Cela semble compliqué, mais il est important pour nous de retracer l'effet total des transactions directes et inverses. Comment s'appelle, surveille tes mains. Le marchand a reçu 100 ducats dans une banque à Venise et six mois plus tard, il a payé 106 ducats à Venise à la même banque. Les paiements en livres sterling comme ils l'ont fait, ils se sont effondrés à zéro. De plus, il n'était pas du tout nécessaire d'acheter des marchandises et de se traîner dans des contrées lointaines de Londres humide, car une banque anglaise pouvait entamer seule le processus de protestation contre un reçu. Il est beaucoup plus agréable de rester sous le soleil de l'Italie et de dépenser 100 ducats pour le développement des affaires à Venise. Qu'est-ce que c'est sinon un prêt à 12% par an? Ainsi, deux transactions monétaires autorisées par l'Église d'un simple mouvement de main se sont transformées en un prêt interdit.

À strictement parler, une transaction en double devise n'est pas un prêt à taux fixe. Le pourcentage que le banquier gagne dépend du taux auquel il pourra conclure une deuxième transaction à Londres. Si pendant ces trois mois le Brexit médiéval se produit et que la livre tombe à 4 ducats, le banquier ne gagnera pas seulement, mais perdra également 20 ducats. L'incertitude sur les bénéfices futurs, soit dit en passant, a été un argument important dans le débat sur le caractère coupable des transactions en double monnaie. Quelle usure, chère Eglise, si le client pouvait potentiellement rentrer moins qu'il n'avait prêté?!
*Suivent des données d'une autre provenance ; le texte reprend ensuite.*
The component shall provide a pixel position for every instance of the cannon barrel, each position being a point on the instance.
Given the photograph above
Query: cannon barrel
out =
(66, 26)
Bien sûr, le banquier a dû mettre le risque de change dans la toute première transaction. Même alors, les gens ont compris que l'argent maintenant et l'argent dans trois mois ne sont pas la même chose. Par exemple, si le taux du marché de la livre au ducat lors de l'échange de pièces contre des pièces était de 5,15 ducat par livre, alors à Venise, les banquiers ont acheté des reçus pour les livres futures à 5,0 (légèrement moins cher), et à Londres, ils ont vendu des livres pour les futurs ducats à 5, 3 (un peu plus cher). Il est très similaire aux échangeurs modernes avec leur large écart entre les taux d'achat et de vente, n'est-ce pas?

Pour rester compétitif sur le marché des changes, tout le monde - aussi bien les banquiers que les commerçants - avait besoin d'informations à jour sur les taux de change dans toutes les grandes villes. Il a été jugé bon d'ajouter les dernières cotations du marché des devises locales à la fin de chaque lettre commerciale. Les lettres, conservées de cette époque, ont permis aux scientifiques de compiler des séries temporelles de taux de change assez longues dans les principaux centres financiers d'Europe, ainsi que d'évaluer la rentabilité des prêts créés à partir d'opérations de change.

Il s'est avéré que la différence entre les taux d'achat et de vente permettait aux banquiers de gagner 10 à 16% par an, quelles que soient les deux villes participant à la transaction - que Florence et Venise (en moyenne 10,9% par an, 30 jours pour deux transactions), que Gênes et Londres (14,5% en moyenne par an, 180 jours pour deux transactions). Bien sûr, il y a eu des pertes, mais à longue distance, la stratégie a fonctionné. À titre de comparaison, au cours de la même période, la rente foncière en Italie a rapporté 8 à 10% par an, et les dépôts florentins une discrezione - de 6% à 10%. Il est prouvé que la banque Médicis a demandé 10 à 12% par an pour des prêts entièrement garantis par des garanties. Par conséquent, les 10 à 16% par an susmentionnés ressemblent à un taux raisonnable pour un prêt non garanti, qui comporte également un risque de change.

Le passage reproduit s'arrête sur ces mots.